Beyond his renowned musical career, Michael Stipe has long been a fine-art photographer with an offbeat sensibility. To showcase that side of his artistic talent, Stipe mounted a solo exhibition of photographs, which opened at the Journal Gallery in Brooklyn, NY in early July. The gallery show coincides with the publication of his latest photo book, titled Volume 1.
The exhibition, called “Infinity Mirror” (mimicking the title of Yayoi Kusama’s popular art installation), clearly reflects Stipe’s formative years in Athens and his early aesthetic influences—most prominently the late Jeremy Ayers.
Entering the small, chic gallery, the first image viewers confront is a floor-to-ceiling photo of Ayers standing in a field of kudzu in winter. The stark undulations of the vines and the lone figure in an overcoat and signature hat is simply otherworldly, yet also a bit creepy and menacing. The scale, similar to Jeff Wall’s narrative pictures, enhances the impact of its visual and dramatic appeal.
Stipe’s second homage to Ayers, whom he acknowledges as both mentor and first love, is openly tender and revelatory. Behind a partition on the back wall of the gallery is a video Stipe made in 2014 of Ayers dancing alone. Ayers moves with balletic elegance; he’s fluid and floppy, an obvious free spirit. (Stipe said he shot the video when Ayers was “in his prime—at age 65.”) If you watch the video for a while, you can easily see the influence Ayers had on Stipe’s wispy onstage presence during his 30-year career with R.E.M.

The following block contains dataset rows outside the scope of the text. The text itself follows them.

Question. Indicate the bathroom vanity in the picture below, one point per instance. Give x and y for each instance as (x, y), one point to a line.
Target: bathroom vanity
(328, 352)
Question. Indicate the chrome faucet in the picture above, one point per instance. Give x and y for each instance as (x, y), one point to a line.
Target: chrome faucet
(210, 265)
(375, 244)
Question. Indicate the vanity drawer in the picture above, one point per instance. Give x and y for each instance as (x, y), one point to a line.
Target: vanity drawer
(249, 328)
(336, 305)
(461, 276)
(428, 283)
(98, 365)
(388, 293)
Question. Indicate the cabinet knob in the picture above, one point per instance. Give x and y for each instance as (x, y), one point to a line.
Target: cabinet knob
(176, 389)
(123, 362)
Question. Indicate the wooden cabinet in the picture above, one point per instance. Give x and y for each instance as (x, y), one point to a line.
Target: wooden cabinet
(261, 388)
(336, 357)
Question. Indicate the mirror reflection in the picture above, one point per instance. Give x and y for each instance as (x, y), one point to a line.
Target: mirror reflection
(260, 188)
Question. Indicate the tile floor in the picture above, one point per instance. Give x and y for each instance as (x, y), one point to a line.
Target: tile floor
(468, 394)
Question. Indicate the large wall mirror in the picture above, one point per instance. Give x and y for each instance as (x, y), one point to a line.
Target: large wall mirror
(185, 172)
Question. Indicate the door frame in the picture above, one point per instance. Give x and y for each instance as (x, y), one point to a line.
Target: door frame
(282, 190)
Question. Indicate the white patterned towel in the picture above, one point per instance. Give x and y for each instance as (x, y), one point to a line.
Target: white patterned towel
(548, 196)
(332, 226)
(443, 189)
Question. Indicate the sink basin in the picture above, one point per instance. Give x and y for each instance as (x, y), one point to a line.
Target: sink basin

Stipe documents Ayers’ bona fides as a bohemian in a shrine-like assemblage containing his journals and sketchbooks, vintage copies of Henry Miller, Jean Genet and Ram Dass, old gardening guides, costume jewelry and sheet music of “Nature Boy” by Nat King Cole, which Stipe sang at Ayers’ memorial at the Morton Theatre two years ago. Ayers’ jewelry-festooned jacket hangs forlornly on a hook near the video monitor—a loving and powerful tribute.
The centerpiece of the gallery show is a large installation that displays memorabilia and odd artifacts on a series of stacked 1970s-style end tables. Among the items on the shelves are a B-52s album cover, a 1985 picture of Stipe with Andy Warhol, a book titled Giants of the Twentieth Century and a press photo of Janet Armstrong, wife of astronaut Neil. The disjointed work takes on an aura of a personal scrapbook.
The other parts of Stipe’s gallery show are a linear layout of his new book and a wall of mixed images of male nudes, all in black and white. These photos, the gallery’s press release states, capture Stipe’s “idiosyncratic notion of queerness and masculinity.” While some of Stipe’s pictures are big and bold, none are as dramatic and polemical as Robert Mapplethorpe’s photos in that genre.
Overall, the exhibit is spare and polished, almost minimalist. Some pieces of it read like celebrity identification. The best part for this viewer was Stipe’s endearing tribute to Ayers, whom he recognizes as having given him so much in his art and life. The show, both genuine and generous, remains on view through Aug. 12.